President Bush has used this phrase with increasing frequency lately; however, he has not given great details about the issue. In recent history we have separated theology from law, and law has not retained what is fundamental to theology: responsible hermeneutical principles of interpretation.
In law school, one is lucky if he/she gets more than a lecture on interpreting texts. I have the advantage of having attended both law school and a theological seminary. In my seminary experience, we spent virtually every other class dealing with the difference between exegesis and isogesis. Exegesis is the critical explanation of a text that seeks to draw from it its original meaning. Isogesis is the process of taking own’s own opinions and putting them into the text.
Because law schools no longer teach responsible hermeneutics, judges are now interpreting the text in a manner that is similar to what it is like driving a boat without a rudder. They have no clear guidance, and so they are often tempted to place their own opinions into the texts of constitutions. By doing so, not only the rights in issue in those cases, but all constitutional rights become nothing more than a lottery of judicial whim that can be given or taken away by any 25-year old law clerk who can exercise undue influence over a distracted judge.

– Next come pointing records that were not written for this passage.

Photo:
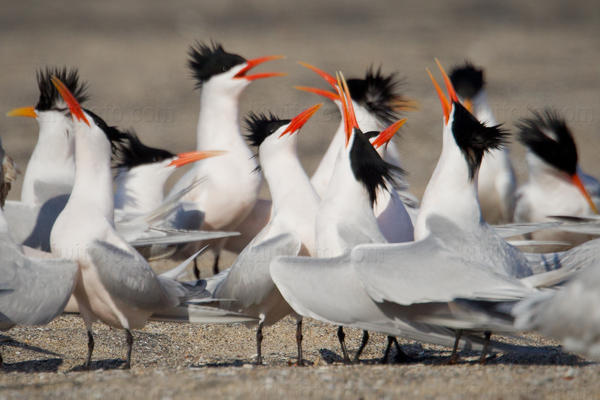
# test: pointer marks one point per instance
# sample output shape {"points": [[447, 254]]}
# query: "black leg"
{"points": [[454, 356], [196, 270], [386, 353], [363, 344], [342, 338], [216, 264], [299, 341], [88, 362], [127, 364], [401, 356], [486, 346], [259, 344]]}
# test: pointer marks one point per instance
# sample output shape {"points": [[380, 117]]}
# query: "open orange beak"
{"points": [[577, 182], [446, 104], [321, 92], [255, 62], [68, 97], [193, 156], [348, 109], [299, 120], [388, 133], [22, 112]]}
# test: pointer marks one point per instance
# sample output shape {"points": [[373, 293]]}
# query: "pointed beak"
{"points": [[71, 101], [347, 107], [330, 79], [193, 156], [255, 62], [446, 104], [387, 134], [321, 92], [577, 182], [22, 112], [299, 120], [468, 105]]}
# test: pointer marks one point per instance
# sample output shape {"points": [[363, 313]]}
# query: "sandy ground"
{"points": [[133, 56]]}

When the constitution was written, judges did not have the power of judicial review to strike down any statute. Constitutional scholars will tell you that the 1803 Marbury v. Madison decision represents argument of authority for the judicial branch and not arguments for authority. It is often said that the U.S. Supreme Court is not final because it is infallible. It is infallible only because it is final.
Our three branched government was intended to have checks and balances. The Federalist Papers noted that the judicial branch was to be the least harmful. History has not proven that to be true. The single Roe v. Wade decision has led through abortion to more loss of life than all of our national wars combined.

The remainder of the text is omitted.